Voiceless for Viva: Day 21
[By Guy Harper]
To mark the three quarter checkpoint in my vow of silence I decided to celebrate by climbing Snowden (England and Wales’ highest peak- 1,085m/3560ft) with a good friend of mine, George Adams. The plan was to wake up at around 5.45am for a 6.30am departure. Given that the drive is approximately four hours and the climb thought to be about five hours, leaving this early was essential in order to not be walking in darkness. We selected the ‘Snowden Ranger Path’, printed off a map and some instructions, got together more appropriate equipment than I had for Pen y Fan, prepared some food and got ourselves into bed.
I asked George a few questions about the day and I shall include some of his responses throughout my description of how everything unfolded (anything in quotation marks is written by George):
As mentioned the plan was to get up at about 5.45am for the long drive however in actual fact “we left at 3.30am, as a result of both our somewhat out of sync sleeping patterns”. After about three hours of driving we pulled up in a car park so that I could have a quick hour nap, and then carried on. The first down point of the day was learning that the postcode we were going to was not particularly accurate so we spent another hour finding exactly where our start point was. Having arrived at the correct car park we stocked up on some wholemeal pasta with beans and sweetcorn to fuel us for the walk. At first the weather was alright, as it was for about two thirds of the ascent. “The first mile reminded me of just how horribly unfit I am.
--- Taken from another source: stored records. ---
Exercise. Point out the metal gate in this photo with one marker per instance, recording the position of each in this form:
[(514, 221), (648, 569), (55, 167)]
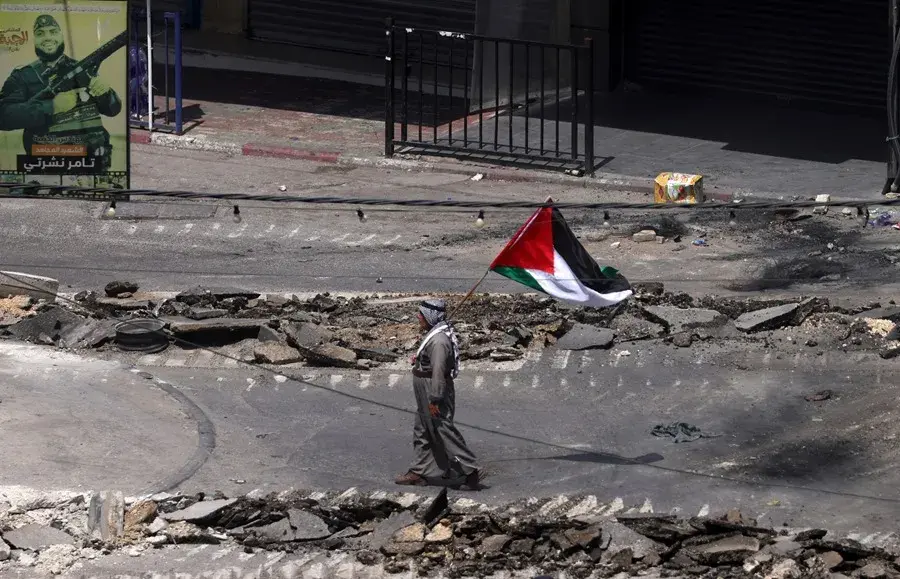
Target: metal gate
[(351, 26), (493, 99), (831, 53)]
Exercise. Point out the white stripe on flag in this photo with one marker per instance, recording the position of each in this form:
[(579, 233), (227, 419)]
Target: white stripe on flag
[(563, 285)]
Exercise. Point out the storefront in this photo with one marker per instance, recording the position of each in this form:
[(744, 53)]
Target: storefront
[(351, 26), (833, 54)]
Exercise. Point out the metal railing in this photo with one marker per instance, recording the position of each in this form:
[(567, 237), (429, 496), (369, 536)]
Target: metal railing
[(169, 118), (495, 99)]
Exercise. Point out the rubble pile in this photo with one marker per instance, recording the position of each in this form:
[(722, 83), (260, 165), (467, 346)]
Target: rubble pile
[(369, 331), (406, 532)]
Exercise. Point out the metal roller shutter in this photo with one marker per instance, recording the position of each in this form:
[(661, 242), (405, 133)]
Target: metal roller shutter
[(832, 52), (354, 26)]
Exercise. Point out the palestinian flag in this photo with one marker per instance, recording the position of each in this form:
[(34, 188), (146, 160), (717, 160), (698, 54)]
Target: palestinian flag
[(544, 255)]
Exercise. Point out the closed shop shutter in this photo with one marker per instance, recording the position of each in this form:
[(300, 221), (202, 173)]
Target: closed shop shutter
[(190, 10), (354, 26), (834, 53)]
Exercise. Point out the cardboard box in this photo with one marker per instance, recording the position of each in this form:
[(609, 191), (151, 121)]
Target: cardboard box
[(678, 188)]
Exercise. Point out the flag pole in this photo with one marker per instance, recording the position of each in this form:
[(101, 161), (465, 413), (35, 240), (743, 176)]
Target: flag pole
[(468, 295)]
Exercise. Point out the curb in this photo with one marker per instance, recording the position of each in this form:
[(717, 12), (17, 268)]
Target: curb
[(602, 181)]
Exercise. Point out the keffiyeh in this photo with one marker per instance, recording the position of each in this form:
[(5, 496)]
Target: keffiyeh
[(435, 313)]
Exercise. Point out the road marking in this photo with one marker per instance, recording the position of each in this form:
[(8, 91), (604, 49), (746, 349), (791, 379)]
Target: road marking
[(560, 360), (239, 232), (362, 241)]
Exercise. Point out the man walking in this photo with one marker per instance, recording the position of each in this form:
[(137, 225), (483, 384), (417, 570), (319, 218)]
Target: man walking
[(441, 450)]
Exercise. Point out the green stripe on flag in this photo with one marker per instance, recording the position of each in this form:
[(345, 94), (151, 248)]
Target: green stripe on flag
[(520, 275)]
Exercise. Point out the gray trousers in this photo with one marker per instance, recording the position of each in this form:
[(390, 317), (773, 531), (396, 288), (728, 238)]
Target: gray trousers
[(440, 449)]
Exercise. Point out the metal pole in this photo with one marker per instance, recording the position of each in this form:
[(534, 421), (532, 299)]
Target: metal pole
[(389, 92), (589, 122), (179, 119), (149, 70)]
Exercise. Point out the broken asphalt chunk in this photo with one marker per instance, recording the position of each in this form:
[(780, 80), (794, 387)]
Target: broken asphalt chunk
[(34, 537), (677, 320), (585, 337), (773, 318), (201, 512), (663, 528)]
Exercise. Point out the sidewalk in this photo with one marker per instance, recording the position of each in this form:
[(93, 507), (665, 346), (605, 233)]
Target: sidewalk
[(741, 148)]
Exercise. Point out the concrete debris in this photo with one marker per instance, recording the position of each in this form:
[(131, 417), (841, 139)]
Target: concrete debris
[(677, 320), (381, 529), (777, 317), (116, 288), (34, 537), (276, 353), (200, 512), (106, 515), (584, 337)]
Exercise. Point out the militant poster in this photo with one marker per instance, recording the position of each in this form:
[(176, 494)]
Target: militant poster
[(63, 101)]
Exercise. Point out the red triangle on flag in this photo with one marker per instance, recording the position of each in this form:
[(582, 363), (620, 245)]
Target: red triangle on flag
[(532, 245)]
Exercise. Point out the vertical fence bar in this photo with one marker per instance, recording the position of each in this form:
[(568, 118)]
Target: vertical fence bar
[(434, 113), (389, 92), (466, 102), (496, 93), (450, 89), (166, 22), (574, 62), (558, 107), (543, 98), (421, 95), (527, 73), (179, 116), (480, 96), (512, 98), (589, 121), (404, 120)]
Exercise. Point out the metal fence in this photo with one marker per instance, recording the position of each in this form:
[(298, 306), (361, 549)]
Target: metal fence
[(496, 99), (167, 117)]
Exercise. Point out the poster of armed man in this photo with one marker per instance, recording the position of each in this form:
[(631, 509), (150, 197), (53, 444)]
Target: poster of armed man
[(63, 101)]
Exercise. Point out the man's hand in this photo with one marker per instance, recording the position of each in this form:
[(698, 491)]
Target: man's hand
[(97, 87), (65, 101)]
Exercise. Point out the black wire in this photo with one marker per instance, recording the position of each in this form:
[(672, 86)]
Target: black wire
[(35, 266), (58, 191), (581, 451)]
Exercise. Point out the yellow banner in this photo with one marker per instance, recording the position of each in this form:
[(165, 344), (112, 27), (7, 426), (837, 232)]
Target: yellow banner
[(64, 95)]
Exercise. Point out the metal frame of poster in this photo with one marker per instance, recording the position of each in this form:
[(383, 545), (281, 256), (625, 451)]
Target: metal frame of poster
[(65, 94)]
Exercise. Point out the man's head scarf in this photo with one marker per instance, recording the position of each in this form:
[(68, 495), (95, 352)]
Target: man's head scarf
[(434, 311)]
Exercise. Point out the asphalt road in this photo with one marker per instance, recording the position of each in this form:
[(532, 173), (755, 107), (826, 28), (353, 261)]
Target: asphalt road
[(167, 245), (559, 423)]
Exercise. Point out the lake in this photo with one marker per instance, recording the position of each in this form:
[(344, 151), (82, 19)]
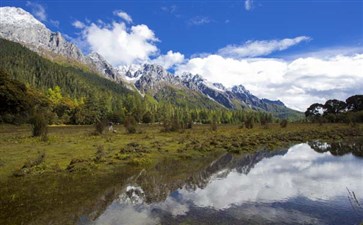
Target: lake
[(308, 183)]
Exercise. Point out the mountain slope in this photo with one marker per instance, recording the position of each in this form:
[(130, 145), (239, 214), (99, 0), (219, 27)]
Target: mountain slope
[(20, 26), (186, 90), (30, 68)]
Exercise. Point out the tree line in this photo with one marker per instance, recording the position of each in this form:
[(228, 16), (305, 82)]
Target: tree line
[(350, 110)]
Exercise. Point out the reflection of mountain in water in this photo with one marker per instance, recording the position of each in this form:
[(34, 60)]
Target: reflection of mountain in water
[(294, 186), (339, 148), (169, 175)]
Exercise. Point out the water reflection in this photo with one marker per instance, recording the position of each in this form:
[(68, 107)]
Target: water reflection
[(297, 186)]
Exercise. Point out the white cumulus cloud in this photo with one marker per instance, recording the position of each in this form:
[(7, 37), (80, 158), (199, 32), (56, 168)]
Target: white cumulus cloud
[(199, 20), (260, 48), (298, 83), (123, 15), (169, 60), (120, 44), (78, 24)]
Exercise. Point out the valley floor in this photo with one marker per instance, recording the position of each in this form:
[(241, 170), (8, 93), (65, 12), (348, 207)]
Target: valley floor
[(66, 172), (76, 148)]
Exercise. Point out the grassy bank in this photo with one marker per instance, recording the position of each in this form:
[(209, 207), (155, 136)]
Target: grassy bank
[(75, 148), (78, 173)]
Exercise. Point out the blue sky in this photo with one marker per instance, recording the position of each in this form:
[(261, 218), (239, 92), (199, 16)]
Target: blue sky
[(194, 27), (298, 51)]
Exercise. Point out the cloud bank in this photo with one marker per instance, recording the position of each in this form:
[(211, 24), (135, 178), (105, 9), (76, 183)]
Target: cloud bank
[(298, 81), (260, 48)]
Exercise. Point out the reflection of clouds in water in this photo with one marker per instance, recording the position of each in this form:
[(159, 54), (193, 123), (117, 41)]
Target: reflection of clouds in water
[(262, 214), (126, 215), (301, 172), (127, 212)]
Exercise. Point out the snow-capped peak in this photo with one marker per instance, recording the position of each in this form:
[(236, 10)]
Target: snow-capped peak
[(240, 89)]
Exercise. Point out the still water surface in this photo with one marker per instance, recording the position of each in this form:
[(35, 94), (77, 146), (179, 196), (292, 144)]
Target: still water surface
[(314, 183)]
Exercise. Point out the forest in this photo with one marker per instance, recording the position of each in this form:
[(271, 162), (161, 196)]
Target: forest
[(32, 86), (334, 111)]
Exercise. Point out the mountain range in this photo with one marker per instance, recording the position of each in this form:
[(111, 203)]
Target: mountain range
[(19, 26)]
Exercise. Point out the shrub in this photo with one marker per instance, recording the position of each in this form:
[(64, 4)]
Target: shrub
[(100, 127), (283, 123), (249, 122), (130, 124), (39, 124), (213, 126)]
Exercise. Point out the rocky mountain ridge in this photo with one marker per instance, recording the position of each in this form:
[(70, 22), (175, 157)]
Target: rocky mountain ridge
[(20, 26)]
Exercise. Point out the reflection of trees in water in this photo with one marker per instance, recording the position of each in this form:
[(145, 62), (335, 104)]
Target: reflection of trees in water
[(339, 148), (354, 202)]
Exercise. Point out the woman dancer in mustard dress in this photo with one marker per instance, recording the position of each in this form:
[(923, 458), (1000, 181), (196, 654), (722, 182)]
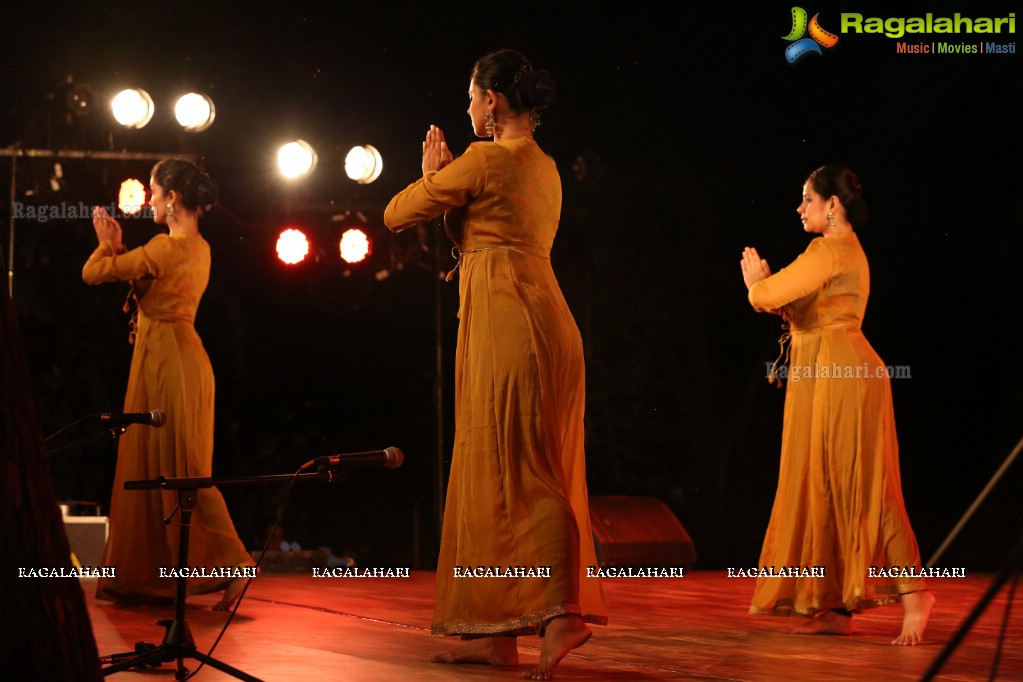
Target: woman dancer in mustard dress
[(170, 371), (517, 494), (839, 502)]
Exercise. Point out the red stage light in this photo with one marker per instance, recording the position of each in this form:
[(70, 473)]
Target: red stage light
[(355, 245), (293, 246)]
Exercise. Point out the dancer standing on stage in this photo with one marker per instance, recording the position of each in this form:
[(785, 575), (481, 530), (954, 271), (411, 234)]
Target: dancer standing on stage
[(170, 371), (517, 494), (839, 501)]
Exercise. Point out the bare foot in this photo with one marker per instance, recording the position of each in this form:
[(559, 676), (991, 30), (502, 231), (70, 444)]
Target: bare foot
[(496, 650), (231, 593), (825, 623), (563, 634), (916, 612)]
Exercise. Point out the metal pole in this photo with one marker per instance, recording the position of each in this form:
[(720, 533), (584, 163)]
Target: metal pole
[(10, 245)]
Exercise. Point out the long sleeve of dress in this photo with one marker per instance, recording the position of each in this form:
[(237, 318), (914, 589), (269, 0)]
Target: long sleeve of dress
[(437, 191), (807, 273), (108, 265)]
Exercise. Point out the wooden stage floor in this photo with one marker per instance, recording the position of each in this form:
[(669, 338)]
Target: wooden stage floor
[(294, 627)]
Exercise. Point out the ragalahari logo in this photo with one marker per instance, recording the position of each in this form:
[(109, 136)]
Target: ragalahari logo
[(801, 46)]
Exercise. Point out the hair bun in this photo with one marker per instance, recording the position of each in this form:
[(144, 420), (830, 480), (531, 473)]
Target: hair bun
[(537, 88)]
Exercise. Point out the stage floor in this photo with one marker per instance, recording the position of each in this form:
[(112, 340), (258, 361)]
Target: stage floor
[(295, 627)]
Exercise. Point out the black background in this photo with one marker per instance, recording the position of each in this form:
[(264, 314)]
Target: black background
[(697, 135)]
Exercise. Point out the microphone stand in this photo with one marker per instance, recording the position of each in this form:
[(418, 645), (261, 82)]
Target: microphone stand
[(178, 643), (113, 434)]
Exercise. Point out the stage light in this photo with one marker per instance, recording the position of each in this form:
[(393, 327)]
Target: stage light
[(80, 99), (133, 108), (363, 164), (131, 198), (194, 111), (293, 245), (296, 160), (355, 245)]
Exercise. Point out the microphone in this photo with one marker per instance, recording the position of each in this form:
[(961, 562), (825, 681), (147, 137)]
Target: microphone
[(390, 457), (154, 418)]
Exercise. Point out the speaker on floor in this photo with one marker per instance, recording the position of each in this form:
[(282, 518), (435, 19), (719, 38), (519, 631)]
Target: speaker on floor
[(638, 531)]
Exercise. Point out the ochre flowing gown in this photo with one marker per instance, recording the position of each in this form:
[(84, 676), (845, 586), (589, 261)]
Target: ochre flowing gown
[(170, 371), (839, 501), (517, 493)]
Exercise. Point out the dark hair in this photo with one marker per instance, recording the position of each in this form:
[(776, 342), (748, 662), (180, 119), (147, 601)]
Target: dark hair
[(509, 73), (837, 180), (196, 189)]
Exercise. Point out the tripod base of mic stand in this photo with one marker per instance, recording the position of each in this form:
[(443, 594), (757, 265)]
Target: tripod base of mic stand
[(178, 645)]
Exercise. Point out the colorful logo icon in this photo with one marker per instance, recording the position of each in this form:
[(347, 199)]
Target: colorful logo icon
[(801, 46)]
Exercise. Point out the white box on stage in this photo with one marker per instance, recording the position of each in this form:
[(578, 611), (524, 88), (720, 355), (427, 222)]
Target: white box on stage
[(87, 537)]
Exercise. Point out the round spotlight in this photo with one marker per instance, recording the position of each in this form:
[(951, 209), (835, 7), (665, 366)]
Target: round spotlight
[(296, 160), (131, 198), (293, 246), (194, 111), (363, 164), (133, 108), (355, 245)]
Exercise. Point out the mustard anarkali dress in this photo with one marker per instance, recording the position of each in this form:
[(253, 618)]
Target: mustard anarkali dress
[(170, 371), (839, 502), (517, 493)]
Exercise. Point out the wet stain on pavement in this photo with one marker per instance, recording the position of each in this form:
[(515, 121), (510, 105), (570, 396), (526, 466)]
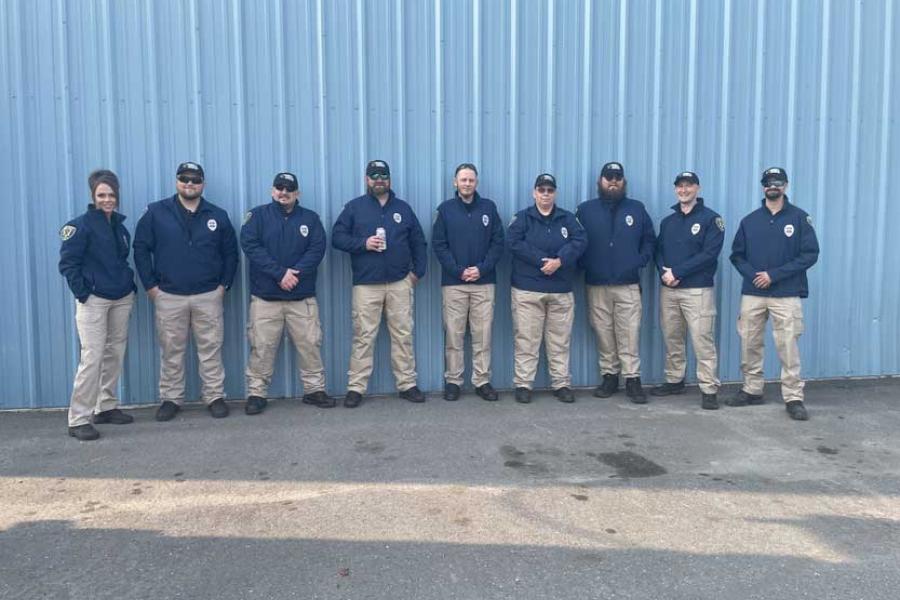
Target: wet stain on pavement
[(630, 465)]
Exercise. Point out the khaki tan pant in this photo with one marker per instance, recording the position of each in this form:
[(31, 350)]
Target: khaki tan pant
[(690, 310), (103, 332), (176, 317), (615, 315), (267, 322), (472, 304), (538, 315), (395, 300), (787, 325)]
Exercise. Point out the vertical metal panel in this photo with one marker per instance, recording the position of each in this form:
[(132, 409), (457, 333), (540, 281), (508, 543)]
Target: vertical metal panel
[(248, 89)]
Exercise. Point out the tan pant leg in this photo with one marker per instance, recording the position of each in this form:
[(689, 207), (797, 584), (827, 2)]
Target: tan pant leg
[(399, 311), (455, 309), (92, 324), (674, 327), (114, 353), (600, 313), (557, 338), (700, 311), (306, 332), (368, 303), (264, 331), (752, 328), (173, 321), (481, 321), (528, 314), (787, 326), (208, 326), (627, 316)]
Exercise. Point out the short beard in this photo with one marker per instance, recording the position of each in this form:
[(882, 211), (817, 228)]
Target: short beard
[(612, 196)]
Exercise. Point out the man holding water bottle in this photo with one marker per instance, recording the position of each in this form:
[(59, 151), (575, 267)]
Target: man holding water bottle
[(387, 257)]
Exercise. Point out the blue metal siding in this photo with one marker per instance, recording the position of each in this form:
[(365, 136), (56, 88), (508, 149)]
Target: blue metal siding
[(724, 88)]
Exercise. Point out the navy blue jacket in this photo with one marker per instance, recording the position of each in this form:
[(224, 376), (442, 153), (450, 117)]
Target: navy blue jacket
[(784, 245), (467, 235), (406, 249), (275, 240), (533, 237), (94, 256), (620, 241), (184, 255), (690, 244)]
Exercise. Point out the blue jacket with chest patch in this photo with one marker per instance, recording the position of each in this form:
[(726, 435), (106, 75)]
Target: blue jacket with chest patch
[(94, 256), (406, 248), (467, 235), (275, 240), (690, 244), (784, 245), (184, 254), (620, 241), (533, 237)]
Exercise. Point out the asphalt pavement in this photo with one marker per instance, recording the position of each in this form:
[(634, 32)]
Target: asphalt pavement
[(462, 500)]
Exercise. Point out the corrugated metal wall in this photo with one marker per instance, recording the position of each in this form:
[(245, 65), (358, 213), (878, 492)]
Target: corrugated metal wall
[(722, 87)]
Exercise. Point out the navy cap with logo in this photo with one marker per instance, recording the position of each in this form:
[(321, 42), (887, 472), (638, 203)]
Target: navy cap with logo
[(190, 167), (687, 176), (612, 169), (545, 179), (378, 167), (773, 174), (287, 180)]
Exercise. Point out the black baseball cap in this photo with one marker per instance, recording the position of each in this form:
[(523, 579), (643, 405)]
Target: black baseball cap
[(378, 167), (288, 180), (689, 175), (612, 168), (773, 173), (191, 167), (545, 179)]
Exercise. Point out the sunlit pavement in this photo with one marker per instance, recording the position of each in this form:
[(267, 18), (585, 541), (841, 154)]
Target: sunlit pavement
[(600, 499)]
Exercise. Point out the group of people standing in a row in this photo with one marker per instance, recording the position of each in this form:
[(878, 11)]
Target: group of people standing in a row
[(185, 252)]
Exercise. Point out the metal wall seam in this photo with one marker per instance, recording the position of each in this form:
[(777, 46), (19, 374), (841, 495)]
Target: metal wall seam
[(477, 141), (792, 86), (691, 124), (620, 76), (881, 198), (586, 108), (853, 163), (549, 88)]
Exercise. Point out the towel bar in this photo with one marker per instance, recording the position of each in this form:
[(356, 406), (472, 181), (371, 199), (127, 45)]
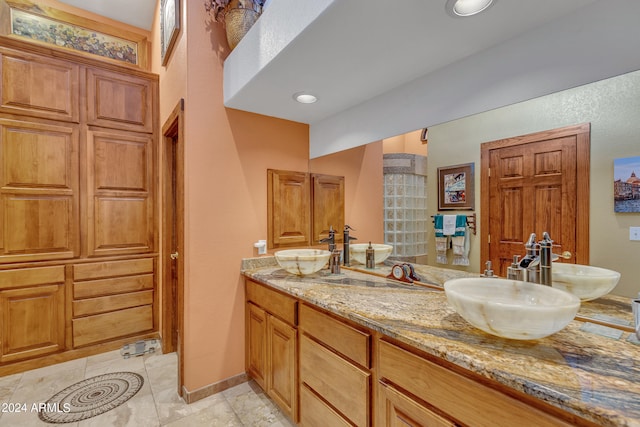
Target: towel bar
[(471, 222)]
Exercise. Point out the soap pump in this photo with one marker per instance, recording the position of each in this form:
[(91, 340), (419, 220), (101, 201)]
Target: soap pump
[(370, 257), (514, 271)]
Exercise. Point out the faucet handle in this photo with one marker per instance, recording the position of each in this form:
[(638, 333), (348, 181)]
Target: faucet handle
[(488, 272)]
I thought my fitness would be the main issue, until experiencing the frankly indescribable weather that set in at around 800m.”. The weather George is referring to is very similar to what I had experienced while climbing Pen y Fan, and really is not pleasant at all. Visibility was reduced to about 15 metres in any direction, it was cold, pouring with rain and the wind was very powerful.
On top of England and Wales- 1085m
Reaching the summit was an awesome feeling, and having George with me meant I didn't have to mime to anyone for a picture! Picture taken and the satisfaction of the achievement enjoyed, we swiftly started our descent in search of some respite from the weather. Our descent of the mountain was a very quick one as the weather was proving unrelenting and all body parts were beginning to get very cold indeed. The same routine then happened as Pen y Fan when reaching the car: clothes off, air conditioning on full blast and a general reflection on the trip. The return journey was filled with brief pit stops to make sure I kept myself fully awake and alert, because the company of an asleep George Adams was not doing the trick.
George wanted to share a few more comments about the trip and my challenge more generally:
“Communication with Guy was actually alright. Obviously there was no small talk, but it’s surprising how much communication we waste and the amount of useless communication that was consequently emitted.
“Guy’s cause is fantastic, and I’m sure if he even just makes people aware of his cause, he’ll feel it is worth it. The inevitable inspiration of others is a bonus.
“To be honest, at the beginning of this challenge I thought Guy had no hope of completing it. I really did think it was ridiculous. But three weeks in and he is nearly there- a testament to his will and drive. He’s fully in the zone now, even when we came close to hitting a squirrel he didn't even utter a sound.”
A huge thanks must go to George for agreeing to come and accompany me on this somewhat arduous journey, I hope he enjoyed it. The feeling of accomplishment and achieving a goal set out for was similar to the emotions felt after Pen y Fan, however sharing the experience with someone else was awesome (not only so they could do the talking for me!).